In the face of Holocaust deniers, who lyingly assert that the gas chambers and crematoria were a myth, we pledge to keep reiterating the testamental truths that are our legacy. Spread by social networks, endorsed by mainstream media, cynically radicalized by self-serving politicians, and funded by shady alt-right/left-luvvy groups, we despair at the sly vitriol promulgated by disgraceful academics across educational institutions, conspiracy theorists, and tinpot zealots as we realize that the scourge of anti-Semitism is upon us. Again.

Imams incite their brainwashed followers to “stab the Jewish infidels.” Pious prelates proclaim their affiliation to the abhorrent BDS movement by divesting their well-heeled pension funds from Jewish businesses, while political poltroons rail at the effrontery of other governments relocating embassies to Israel’s eternal capital, Jerusalem.

Jewish academics are boycotted from speaking on campuses, Jewish students are under physical threat at some of these same institutions, and across Europe it’s too dangerous to identify as a Jew by wearing a yarmulke or placing a mezuzah on the front doors of their homes. Incitement and provocation are the catch calls of current rhetoric from those who are determined to marginalize — and some even positing aloud calls to eliminate — Jews. Again.

Here’s why we worry: our own grandchildren, the great-grandchildren of Holocaust survivors, now go to Jewish schools and heders (Jewish study institutions) under armed guard. In fact, every single Jewish organization around the world — whether synagogues, schools, museums, community centers, hospitals, et al., every day, for every function utilized — requires security protection. A frightening reality for us and a terrifying portent of what could lie ahead. We keep repeating, “Never again!” yet this seems a hollow phrase as we stare into the swampy abyss of endless anti-Semitism.

As I was growing up, my beloved mother, herself a survivor of the Kovno ghetto and Stutthof Konzentratzionlager who had grieved for the murders of her mother, Irla, father, Tevye, and brother, Hessel, would often admonish my siblings and myself. She warned us that although the post-Holocaust world seemed slightly more favored towards Jews as a result of collective guilt, the anti-Semitism specter constantly hovered in the background.
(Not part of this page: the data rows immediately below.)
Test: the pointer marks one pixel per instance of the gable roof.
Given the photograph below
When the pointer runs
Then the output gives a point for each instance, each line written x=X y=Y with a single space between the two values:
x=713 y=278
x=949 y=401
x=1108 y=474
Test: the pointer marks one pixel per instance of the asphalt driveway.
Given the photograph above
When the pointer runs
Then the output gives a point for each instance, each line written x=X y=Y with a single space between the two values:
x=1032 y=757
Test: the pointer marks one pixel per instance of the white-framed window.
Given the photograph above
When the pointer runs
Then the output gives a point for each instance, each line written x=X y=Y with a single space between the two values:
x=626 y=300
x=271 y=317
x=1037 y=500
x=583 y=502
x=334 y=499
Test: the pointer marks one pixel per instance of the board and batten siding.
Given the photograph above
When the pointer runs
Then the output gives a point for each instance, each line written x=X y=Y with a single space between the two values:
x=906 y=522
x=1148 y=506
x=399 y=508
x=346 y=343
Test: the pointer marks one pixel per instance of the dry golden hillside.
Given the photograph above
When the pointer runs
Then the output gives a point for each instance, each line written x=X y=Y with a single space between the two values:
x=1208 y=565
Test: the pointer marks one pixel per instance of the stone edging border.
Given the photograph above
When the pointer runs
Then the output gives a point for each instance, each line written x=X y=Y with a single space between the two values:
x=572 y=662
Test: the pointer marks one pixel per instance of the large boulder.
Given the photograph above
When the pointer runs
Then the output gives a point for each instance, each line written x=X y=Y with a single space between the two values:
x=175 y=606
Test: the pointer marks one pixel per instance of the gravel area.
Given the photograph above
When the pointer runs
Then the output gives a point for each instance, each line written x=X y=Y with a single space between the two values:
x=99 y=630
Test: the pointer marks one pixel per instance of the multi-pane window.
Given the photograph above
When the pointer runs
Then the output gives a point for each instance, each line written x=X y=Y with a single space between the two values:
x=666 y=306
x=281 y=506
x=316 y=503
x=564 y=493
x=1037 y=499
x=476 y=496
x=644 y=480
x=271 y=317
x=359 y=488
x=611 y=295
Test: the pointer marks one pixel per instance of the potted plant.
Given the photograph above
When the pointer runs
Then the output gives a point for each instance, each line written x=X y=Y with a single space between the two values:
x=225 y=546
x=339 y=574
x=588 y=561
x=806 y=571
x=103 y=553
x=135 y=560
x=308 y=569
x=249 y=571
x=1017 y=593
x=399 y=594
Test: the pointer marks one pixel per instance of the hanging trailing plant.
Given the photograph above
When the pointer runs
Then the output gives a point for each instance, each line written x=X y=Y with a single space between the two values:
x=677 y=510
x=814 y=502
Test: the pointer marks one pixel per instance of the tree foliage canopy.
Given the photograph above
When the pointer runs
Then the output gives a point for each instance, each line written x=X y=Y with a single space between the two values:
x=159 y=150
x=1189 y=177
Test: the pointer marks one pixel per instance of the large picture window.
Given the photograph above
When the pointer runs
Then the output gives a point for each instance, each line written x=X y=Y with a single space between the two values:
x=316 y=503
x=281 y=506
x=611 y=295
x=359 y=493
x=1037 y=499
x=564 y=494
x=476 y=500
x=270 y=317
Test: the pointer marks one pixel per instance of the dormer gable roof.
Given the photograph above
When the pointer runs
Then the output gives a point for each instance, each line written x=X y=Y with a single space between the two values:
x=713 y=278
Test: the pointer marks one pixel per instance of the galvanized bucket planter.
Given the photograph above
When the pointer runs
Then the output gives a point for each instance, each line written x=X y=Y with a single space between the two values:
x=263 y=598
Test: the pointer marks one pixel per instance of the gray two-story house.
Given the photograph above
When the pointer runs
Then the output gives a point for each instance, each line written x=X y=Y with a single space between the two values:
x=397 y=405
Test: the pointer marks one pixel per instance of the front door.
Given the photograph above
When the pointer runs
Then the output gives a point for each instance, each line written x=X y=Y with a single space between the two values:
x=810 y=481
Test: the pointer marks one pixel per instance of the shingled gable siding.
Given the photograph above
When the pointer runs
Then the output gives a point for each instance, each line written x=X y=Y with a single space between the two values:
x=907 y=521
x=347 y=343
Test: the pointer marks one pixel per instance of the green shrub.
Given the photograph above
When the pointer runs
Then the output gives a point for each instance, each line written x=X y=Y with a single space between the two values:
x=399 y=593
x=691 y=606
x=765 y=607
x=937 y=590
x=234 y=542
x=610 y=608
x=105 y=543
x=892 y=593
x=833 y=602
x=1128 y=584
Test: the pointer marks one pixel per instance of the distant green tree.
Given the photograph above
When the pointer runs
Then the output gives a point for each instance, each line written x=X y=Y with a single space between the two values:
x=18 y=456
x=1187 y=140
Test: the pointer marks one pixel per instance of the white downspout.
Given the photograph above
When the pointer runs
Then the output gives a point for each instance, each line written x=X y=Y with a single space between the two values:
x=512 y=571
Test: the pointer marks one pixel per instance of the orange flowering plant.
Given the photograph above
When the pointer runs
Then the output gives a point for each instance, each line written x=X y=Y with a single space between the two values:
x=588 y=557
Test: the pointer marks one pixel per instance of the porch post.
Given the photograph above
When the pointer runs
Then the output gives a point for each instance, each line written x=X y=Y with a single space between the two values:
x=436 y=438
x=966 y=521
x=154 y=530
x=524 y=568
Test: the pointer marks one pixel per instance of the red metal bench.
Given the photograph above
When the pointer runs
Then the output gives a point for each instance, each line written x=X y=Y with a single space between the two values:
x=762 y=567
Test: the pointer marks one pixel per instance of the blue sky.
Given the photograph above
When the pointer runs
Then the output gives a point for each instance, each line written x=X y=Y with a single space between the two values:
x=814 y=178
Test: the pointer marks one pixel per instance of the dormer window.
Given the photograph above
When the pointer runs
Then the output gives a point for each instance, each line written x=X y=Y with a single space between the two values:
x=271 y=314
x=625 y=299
She would say, in Yiddish, “Kinder, es is kumendik (Children, it is coming).”

We, the children of Holocaust survivors, now confirm our parents most dreaded fears: “Es ist doh (It is here).”

 
Henny Kagan Hitner Z”l 1925 – 2010

In remembrance of the Holocaust, the author dedicates this piece in loving memory of her mother, Henny Kagan Hitner, her family, and the millions of Jewish souls whose lives were cruelly eviscerated before they reached their allocated potential.

Illana Hitner Klevansky (PR Photo)

Illana Hitner Klevansky is a freelance writer and dramatist. Author of “The Kugel Book,” she is a writer/actor of her one-woman satirical comedies, performed in English, Afrikaans and Yiddish. This piece is reprinted with the permission of the author.